Diam Dalam Absurditas 3


B. Batasan

Dalam konsepsi pengantar karya ini dibutuhkan suatu batasan agar

pembahasan ini tidak melebar dan tetap fokus maka batasan pengantar karya

Tugas Akhir ini bersandar pada definisi ‘diam dalam absurditas’ dalam

artikulasinya ‘diam adalah gerak’ sebagai kulminasi dari berbagai kehendak, yaitu

tercapainya pada eksatase ‘gerak adalah diam’. Adapun batasan absurd dalam

proses artistik ini adalah sesuatu yang memiliki sifat senantiasa kontradiktif.

Ketidakseimbangannya adalah ketidakberpihakan. Definisi absurd dalam kasus ini

adalah kontekstual.

C. Rumusan

Untuk lebih mempertajam pembahasan penulisan konsep ini maka

diperlukan suatu perumusan masalah dengan mengidentifikasi masalah sebagai

kekuatan yaitu :

1. Bagaimana yang dimaksud dengan “diam dalam absurditas”?
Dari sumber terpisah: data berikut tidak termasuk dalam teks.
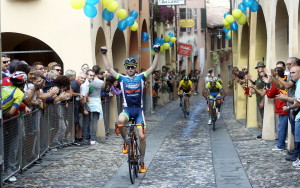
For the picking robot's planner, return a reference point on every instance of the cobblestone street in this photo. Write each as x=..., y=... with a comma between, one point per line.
x=179, y=156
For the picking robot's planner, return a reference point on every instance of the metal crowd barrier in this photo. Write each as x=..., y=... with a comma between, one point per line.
x=119, y=103
x=26, y=138
x=105, y=109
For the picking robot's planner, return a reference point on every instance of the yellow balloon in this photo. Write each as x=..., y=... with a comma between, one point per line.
x=225, y=22
x=162, y=48
x=134, y=27
x=106, y=2
x=112, y=6
x=237, y=13
x=229, y=34
x=167, y=38
x=166, y=46
x=77, y=4
x=173, y=39
x=229, y=18
x=122, y=14
x=242, y=20
x=152, y=52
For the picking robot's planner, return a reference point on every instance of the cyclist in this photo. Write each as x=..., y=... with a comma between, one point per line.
x=214, y=91
x=186, y=86
x=132, y=86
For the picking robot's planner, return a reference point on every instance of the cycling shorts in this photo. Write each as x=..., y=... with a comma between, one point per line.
x=188, y=92
x=136, y=113
x=214, y=95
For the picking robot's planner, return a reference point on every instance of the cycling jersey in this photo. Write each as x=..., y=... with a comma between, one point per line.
x=186, y=87
x=132, y=89
x=217, y=88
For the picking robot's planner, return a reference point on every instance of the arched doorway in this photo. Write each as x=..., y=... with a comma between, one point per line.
x=281, y=32
x=119, y=51
x=261, y=37
x=28, y=48
x=145, y=53
x=100, y=41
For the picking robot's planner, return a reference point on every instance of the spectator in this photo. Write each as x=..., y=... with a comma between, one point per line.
x=115, y=88
x=13, y=95
x=94, y=104
x=38, y=67
x=57, y=68
x=50, y=66
x=5, y=65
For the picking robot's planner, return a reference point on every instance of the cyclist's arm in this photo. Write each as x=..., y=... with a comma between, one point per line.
x=107, y=65
x=154, y=63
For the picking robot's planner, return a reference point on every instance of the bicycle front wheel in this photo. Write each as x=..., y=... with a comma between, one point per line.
x=131, y=163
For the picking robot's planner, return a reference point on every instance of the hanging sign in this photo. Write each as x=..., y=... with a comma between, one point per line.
x=186, y=23
x=171, y=2
x=184, y=49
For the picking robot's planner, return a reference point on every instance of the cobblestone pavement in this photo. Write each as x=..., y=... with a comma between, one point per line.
x=264, y=167
x=184, y=159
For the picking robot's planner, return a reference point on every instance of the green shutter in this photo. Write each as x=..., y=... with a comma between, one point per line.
x=203, y=18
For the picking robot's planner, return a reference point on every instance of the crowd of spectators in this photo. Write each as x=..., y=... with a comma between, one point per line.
x=26, y=88
x=282, y=85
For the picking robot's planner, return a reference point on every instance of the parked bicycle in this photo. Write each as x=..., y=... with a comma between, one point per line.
x=133, y=148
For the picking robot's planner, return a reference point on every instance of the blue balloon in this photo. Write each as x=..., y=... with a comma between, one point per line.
x=242, y=7
x=226, y=14
x=122, y=25
x=234, y=26
x=129, y=20
x=171, y=35
x=254, y=7
x=134, y=14
x=225, y=30
x=107, y=15
x=90, y=11
x=248, y=3
x=157, y=41
x=145, y=36
x=92, y=2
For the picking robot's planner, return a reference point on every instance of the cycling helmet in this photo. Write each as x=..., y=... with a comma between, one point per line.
x=130, y=62
x=19, y=77
x=185, y=78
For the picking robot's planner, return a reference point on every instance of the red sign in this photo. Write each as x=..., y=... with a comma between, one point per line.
x=184, y=49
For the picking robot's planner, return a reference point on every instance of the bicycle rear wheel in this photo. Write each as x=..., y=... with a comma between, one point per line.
x=214, y=118
x=131, y=163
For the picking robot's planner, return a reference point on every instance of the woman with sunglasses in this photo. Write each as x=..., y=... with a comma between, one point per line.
x=132, y=86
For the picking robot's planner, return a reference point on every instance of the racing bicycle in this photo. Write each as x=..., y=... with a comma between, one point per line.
x=133, y=148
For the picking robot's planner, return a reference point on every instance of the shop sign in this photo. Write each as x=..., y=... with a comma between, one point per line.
x=184, y=49
x=171, y=2
x=186, y=23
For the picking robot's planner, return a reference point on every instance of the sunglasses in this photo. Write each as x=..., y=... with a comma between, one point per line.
x=130, y=67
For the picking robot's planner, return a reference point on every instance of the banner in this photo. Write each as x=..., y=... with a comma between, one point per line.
x=171, y=2
x=184, y=49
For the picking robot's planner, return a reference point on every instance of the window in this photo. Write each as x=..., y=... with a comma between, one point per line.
x=212, y=43
x=182, y=12
x=196, y=19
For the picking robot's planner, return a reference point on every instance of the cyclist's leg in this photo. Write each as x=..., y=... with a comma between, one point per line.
x=123, y=119
x=142, y=138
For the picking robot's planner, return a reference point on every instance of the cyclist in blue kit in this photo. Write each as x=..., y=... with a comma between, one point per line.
x=132, y=86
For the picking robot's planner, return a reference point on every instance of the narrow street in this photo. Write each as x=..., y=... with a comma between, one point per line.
x=180, y=153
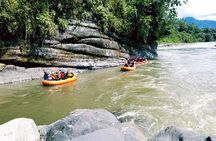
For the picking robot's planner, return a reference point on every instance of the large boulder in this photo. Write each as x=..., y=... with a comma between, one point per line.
x=90, y=125
x=21, y=129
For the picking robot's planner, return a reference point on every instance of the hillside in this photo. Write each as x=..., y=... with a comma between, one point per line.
x=201, y=23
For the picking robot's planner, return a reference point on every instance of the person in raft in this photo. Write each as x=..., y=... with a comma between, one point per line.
x=69, y=74
x=46, y=76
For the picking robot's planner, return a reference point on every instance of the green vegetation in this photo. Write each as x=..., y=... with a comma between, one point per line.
x=182, y=32
x=142, y=21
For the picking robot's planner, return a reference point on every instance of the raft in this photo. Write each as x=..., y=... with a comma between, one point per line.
x=142, y=63
x=58, y=82
x=128, y=68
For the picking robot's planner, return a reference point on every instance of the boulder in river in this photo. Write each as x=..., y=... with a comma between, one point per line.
x=90, y=125
x=20, y=129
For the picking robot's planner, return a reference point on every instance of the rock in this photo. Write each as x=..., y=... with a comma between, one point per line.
x=101, y=43
x=90, y=125
x=82, y=45
x=2, y=66
x=21, y=129
x=78, y=123
x=173, y=133
x=88, y=49
x=51, y=42
x=108, y=134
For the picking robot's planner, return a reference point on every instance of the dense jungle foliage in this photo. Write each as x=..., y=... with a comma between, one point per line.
x=142, y=21
x=182, y=32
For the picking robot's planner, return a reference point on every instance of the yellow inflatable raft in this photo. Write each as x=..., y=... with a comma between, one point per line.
x=58, y=82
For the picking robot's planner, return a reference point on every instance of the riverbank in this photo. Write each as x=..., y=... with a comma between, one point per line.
x=90, y=125
x=187, y=45
x=14, y=74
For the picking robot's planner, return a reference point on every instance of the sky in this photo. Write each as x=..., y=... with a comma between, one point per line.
x=199, y=9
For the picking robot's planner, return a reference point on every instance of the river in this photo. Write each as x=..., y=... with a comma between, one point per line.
x=178, y=88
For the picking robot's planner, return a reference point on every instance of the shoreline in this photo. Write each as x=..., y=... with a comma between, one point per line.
x=197, y=45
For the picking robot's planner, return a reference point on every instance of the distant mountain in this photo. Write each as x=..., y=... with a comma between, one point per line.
x=201, y=23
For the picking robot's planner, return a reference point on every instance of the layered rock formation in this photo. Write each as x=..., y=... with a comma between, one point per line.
x=82, y=45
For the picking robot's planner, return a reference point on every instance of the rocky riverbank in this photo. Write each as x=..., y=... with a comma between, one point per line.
x=187, y=45
x=90, y=125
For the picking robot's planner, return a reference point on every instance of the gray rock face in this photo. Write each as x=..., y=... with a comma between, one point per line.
x=21, y=129
x=173, y=133
x=90, y=125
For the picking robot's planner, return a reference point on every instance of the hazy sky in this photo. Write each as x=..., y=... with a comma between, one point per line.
x=200, y=9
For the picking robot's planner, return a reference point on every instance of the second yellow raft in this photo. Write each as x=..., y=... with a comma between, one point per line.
x=58, y=82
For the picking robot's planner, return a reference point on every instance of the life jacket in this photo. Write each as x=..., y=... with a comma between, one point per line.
x=69, y=74
x=62, y=75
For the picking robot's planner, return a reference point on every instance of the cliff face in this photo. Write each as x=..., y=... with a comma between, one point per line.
x=82, y=45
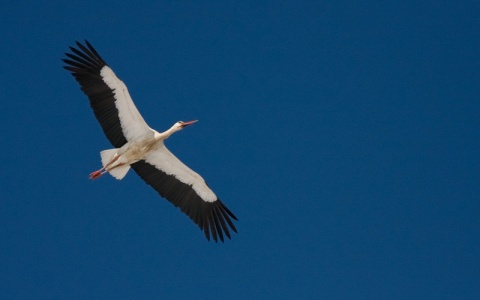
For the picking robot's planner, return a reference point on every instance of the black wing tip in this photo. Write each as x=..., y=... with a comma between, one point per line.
x=86, y=55
x=216, y=222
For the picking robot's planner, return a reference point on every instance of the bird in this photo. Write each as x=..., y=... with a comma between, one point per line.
x=142, y=148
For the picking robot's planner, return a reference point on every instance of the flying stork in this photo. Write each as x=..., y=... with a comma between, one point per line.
x=141, y=147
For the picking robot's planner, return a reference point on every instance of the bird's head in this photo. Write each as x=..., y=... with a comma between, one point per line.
x=180, y=124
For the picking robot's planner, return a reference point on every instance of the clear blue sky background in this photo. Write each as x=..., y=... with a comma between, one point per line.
x=343, y=134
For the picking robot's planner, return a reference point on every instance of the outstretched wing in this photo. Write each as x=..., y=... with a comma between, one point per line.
x=187, y=190
x=109, y=98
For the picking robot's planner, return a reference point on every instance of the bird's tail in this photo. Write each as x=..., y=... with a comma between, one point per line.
x=112, y=166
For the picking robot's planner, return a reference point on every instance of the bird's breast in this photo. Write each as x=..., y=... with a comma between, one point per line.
x=137, y=150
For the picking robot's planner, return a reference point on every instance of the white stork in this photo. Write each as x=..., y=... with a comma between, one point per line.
x=141, y=147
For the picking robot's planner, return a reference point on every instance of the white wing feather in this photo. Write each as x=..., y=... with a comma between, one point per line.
x=132, y=122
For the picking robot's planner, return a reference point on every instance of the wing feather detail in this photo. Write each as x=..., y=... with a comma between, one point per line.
x=109, y=97
x=187, y=190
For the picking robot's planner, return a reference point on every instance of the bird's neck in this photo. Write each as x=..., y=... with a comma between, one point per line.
x=166, y=134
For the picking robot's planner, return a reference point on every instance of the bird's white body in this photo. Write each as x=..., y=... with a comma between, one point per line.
x=142, y=148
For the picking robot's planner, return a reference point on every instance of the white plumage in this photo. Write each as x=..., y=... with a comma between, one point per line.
x=142, y=148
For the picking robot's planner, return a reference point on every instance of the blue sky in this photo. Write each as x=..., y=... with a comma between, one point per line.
x=343, y=134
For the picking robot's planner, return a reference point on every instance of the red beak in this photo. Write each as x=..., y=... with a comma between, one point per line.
x=189, y=123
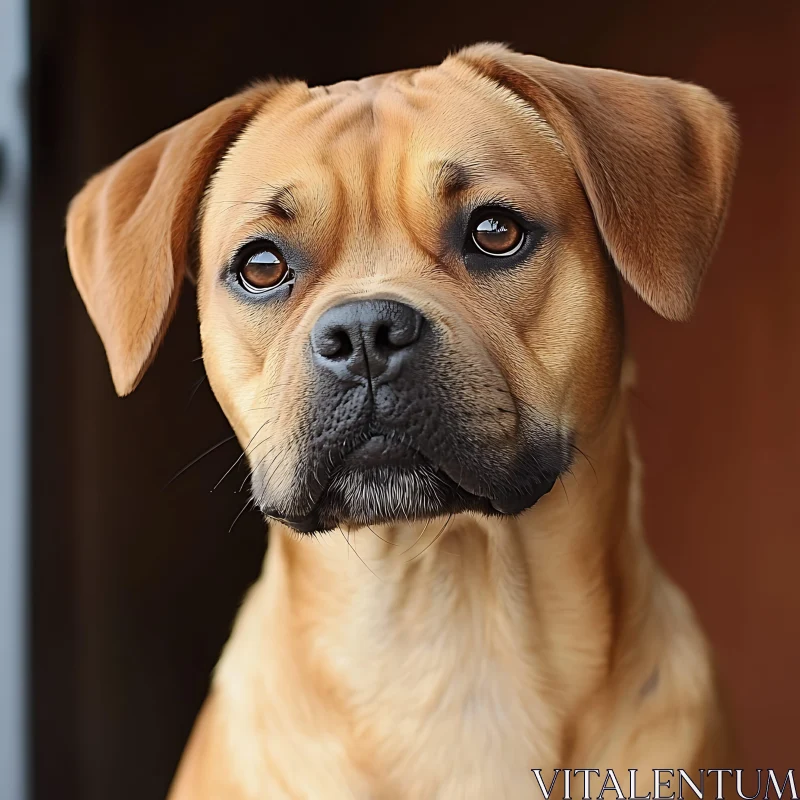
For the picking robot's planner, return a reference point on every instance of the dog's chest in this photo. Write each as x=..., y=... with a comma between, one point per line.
x=445, y=709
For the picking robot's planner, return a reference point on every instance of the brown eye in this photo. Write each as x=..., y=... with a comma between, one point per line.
x=497, y=234
x=264, y=270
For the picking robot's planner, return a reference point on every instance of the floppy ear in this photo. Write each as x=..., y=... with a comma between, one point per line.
x=129, y=231
x=656, y=159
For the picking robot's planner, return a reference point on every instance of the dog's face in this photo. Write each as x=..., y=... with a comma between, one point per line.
x=406, y=285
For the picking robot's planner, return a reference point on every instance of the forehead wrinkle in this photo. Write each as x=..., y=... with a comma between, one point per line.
x=451, y=178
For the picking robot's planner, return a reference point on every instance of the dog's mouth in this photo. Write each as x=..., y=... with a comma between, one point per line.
x=385, y=480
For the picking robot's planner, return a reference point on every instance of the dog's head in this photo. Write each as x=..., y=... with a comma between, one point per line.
x=407, y=285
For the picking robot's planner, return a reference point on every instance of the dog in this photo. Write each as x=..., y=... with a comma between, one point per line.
x=409, y=293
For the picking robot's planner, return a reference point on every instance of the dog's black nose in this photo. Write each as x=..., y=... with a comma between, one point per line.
x=366, y=338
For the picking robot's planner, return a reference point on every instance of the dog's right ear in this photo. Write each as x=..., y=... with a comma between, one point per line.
x=129, y=230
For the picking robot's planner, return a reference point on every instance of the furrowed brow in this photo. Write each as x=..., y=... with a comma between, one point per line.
x=282, y=204
x=451, y=179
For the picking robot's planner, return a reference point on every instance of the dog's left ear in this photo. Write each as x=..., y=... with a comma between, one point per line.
x=656, y=159
x=129, y=231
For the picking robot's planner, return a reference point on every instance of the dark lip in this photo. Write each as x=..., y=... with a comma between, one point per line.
x=380, y=450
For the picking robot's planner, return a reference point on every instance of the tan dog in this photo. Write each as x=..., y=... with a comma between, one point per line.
x=410, y=313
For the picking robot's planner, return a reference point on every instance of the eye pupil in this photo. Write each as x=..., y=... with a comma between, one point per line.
x=497, y=234
x=264, y=270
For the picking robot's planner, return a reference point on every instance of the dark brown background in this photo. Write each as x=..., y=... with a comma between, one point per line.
x=135, y=585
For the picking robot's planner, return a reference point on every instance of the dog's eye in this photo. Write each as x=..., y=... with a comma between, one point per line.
x=497, y=234
x=264, y=270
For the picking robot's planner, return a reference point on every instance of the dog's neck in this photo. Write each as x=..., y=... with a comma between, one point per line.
x=517, y=619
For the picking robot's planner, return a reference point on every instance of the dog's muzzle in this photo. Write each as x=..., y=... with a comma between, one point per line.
x=389, y=433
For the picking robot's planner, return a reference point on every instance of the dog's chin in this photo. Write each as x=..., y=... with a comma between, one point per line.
x=383, y=484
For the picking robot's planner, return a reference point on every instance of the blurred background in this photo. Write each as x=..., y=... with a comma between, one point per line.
x=118, y=588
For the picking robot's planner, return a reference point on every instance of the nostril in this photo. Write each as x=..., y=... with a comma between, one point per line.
x=402, y=333
x=334, y=344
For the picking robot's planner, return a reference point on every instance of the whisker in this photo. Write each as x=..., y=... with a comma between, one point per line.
x=241, y=456
x=393, y=544
x=431, y=542
x=199, y=458
x=244, y=508
x=358, y=556
x=411, y=547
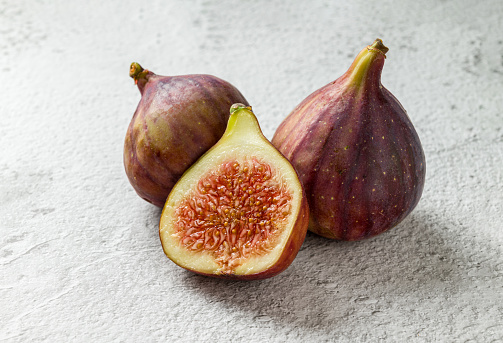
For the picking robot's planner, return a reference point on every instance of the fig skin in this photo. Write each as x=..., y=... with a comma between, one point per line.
x=356, y=152
x=243, y=137
x=176, y=121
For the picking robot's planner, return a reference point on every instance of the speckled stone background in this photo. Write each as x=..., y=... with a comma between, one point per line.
x=80, y=257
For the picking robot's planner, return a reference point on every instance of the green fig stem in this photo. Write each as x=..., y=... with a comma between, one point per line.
x=238, y=106
x=367, y=66
x=242, y=123
x=379, y=46
x=139, y=75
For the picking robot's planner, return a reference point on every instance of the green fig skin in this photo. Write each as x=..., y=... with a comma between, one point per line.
x=177, y=120
x=356, y=151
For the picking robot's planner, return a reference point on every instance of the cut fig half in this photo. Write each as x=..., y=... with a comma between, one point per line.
x=240, y=211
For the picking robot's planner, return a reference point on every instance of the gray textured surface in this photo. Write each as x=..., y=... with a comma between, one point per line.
x=80, y=258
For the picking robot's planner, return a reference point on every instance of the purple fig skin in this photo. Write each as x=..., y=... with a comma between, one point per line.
x=356, y=152
x=177, y=120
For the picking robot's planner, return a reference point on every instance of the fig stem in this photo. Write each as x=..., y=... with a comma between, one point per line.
x=238, y=106
x=378, y=45
x=367, y=66
x=137, y=72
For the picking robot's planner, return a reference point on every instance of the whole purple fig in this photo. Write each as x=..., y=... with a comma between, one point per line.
x=356, y=152
x=177, y=120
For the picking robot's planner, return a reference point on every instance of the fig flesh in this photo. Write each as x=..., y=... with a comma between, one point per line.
x=240, y=211
x=177, y=120
x=356, y=151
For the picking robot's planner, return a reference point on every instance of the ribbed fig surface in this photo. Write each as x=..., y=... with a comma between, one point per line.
x=356, y=152
x=177, y=119
x=240, y=211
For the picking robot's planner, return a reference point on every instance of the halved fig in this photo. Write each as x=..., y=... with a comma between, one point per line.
x=240, y=211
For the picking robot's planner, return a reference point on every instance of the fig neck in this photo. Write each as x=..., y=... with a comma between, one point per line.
x=242, y=123
x=140, y=75
x=367, y=67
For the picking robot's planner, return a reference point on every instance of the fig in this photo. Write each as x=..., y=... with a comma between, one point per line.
x=240, y=212
x=177, y=120
x=357, y=154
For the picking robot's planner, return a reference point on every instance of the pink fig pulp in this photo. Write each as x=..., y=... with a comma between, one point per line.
x=356, y=151
x=177, y=120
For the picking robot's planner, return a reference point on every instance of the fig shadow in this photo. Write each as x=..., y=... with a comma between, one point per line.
x=330, y=281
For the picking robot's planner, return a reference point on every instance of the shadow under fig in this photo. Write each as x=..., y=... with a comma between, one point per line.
x=330, y=280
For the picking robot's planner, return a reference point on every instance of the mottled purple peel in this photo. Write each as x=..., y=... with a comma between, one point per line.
x=177, y=120
x=356, y=152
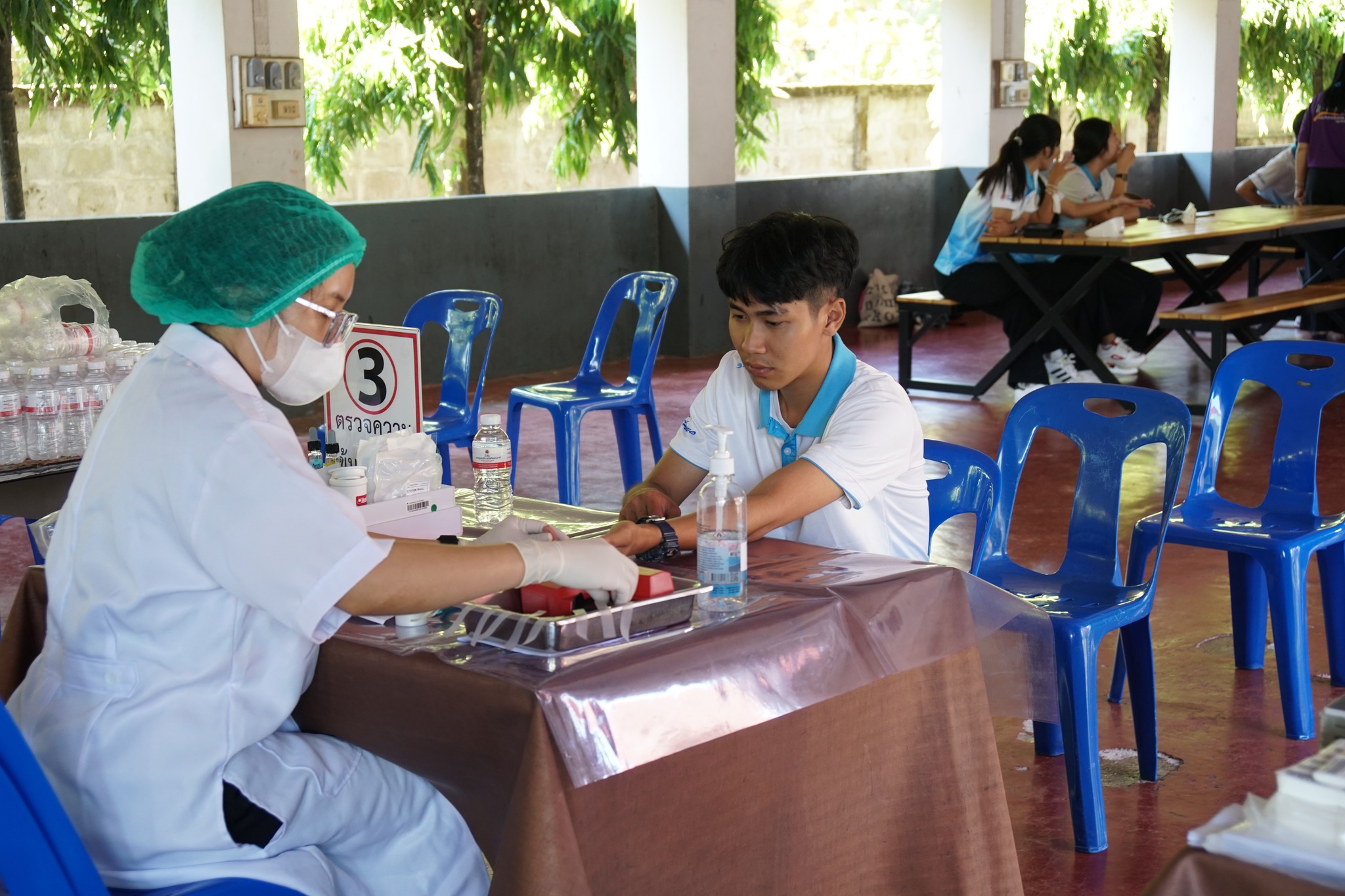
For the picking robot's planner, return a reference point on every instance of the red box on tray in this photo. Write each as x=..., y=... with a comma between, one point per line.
x=548, y=598
x=654, y=584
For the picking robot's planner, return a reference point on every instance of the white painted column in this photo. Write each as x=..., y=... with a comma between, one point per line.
x=975, y=33
x=211, y=154
x=1202, y=82
x=685, y=70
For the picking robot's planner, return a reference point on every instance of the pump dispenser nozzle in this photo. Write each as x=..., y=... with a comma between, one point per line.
x=721, y=463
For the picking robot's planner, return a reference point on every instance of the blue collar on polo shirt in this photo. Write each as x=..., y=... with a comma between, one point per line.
x=839, y=375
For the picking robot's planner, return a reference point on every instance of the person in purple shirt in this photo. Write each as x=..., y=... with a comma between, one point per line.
x=1320, y=165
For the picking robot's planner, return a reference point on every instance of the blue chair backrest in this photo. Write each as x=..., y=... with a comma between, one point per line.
x=464, y=313
x=970, y=486
x=1302, y=394
x=39, y=848
x=651, y=292
x=1105, y=442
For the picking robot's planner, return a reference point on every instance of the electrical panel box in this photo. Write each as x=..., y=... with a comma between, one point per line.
x=268, y=92
x=1012, y=82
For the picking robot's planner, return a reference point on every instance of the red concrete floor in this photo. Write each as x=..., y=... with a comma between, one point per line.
x=1224, y=725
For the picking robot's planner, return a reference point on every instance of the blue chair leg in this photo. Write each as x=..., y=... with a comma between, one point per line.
x=1143, y=699
x=1076, y=658
x=655, y=440
x=1247, y=589
x=568, y=454
x=512, y=426
x=1331, y=566
x=1142, y=543
x=1286, y=580
x=627, y=425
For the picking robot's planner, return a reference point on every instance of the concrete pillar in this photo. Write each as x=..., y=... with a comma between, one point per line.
x=1202, y=91
x=211, y=154
x=685, y=69
x=975, y=33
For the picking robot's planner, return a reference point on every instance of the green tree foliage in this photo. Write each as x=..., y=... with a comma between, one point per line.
x=439, y=68
x=1289, y=49
x=112, y=54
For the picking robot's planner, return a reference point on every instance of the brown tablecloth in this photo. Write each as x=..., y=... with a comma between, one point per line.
x=892, y=788
x=1193, y=872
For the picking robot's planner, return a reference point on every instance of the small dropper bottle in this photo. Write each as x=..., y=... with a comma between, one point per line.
x=721, y=532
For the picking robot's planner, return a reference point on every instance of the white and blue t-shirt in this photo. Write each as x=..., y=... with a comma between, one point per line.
x=963, y=244
x=861, y=430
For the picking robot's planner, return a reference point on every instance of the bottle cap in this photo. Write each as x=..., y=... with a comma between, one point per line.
x=721, y=463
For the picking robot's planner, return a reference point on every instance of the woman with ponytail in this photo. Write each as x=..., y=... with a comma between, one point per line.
x=1006, y=198
x=1320, y=164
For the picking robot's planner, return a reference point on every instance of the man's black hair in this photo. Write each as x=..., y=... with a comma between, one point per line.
x=789, y=257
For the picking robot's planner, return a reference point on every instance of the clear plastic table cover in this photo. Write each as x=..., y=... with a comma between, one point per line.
x=820, y=624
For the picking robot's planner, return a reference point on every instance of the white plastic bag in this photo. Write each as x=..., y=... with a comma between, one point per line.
x=400, y=465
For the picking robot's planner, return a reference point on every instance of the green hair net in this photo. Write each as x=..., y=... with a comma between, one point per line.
x=241, y=257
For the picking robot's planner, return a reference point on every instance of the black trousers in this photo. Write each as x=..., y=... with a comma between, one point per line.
x=988, y=286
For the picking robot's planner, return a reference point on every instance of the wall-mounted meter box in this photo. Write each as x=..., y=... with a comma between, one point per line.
x=268, y=92
x=1012, y=82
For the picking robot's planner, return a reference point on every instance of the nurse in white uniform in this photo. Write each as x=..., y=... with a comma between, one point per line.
x=198, y=565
2. Bagaimana visualisasi dari ‘diam dalam absurditas’ itu di dalam karya

seni lukis?

Diam Dalam Absurditas 4


D. Tujuan Penulisan

Tujuan penulisan tentang ‘Diam dalam absurditas’ dalam konsep karya ini

adalah untuk :

1. Mengetahui secara terperinci fenomena absurditas yang pada

kenyataannya mampu menginfiltrasi pemikiran bahkan perilaku

manusia, serta memetakan makna diam dalam konteks kontemplasi

eksistensial.

2. Memvisualisasikan konsepsi ’diam dalam absurditas’ dalam karya

seni lukis.

D. Manfaat Penulisan

Manfaat dari penulisan tentang ‘Diam dalam absurditas’ ini adalah :

1. Mengetahui secara terperinci fenomena

absurditas yang pada kenyataannya mampu menginfiltrasi pemikiran

bahkan perilaku manusia, dan memetakan makna diam dalam konteks

kontemplasi eksistensial.

2. Visualisasi konsepsi ‘diam dalam

absurditas’ dalam karya seni lukis.

3. Menambah khazanah ilmu

pengetahuan bagi diri penulis dan pembaca pada umumnya.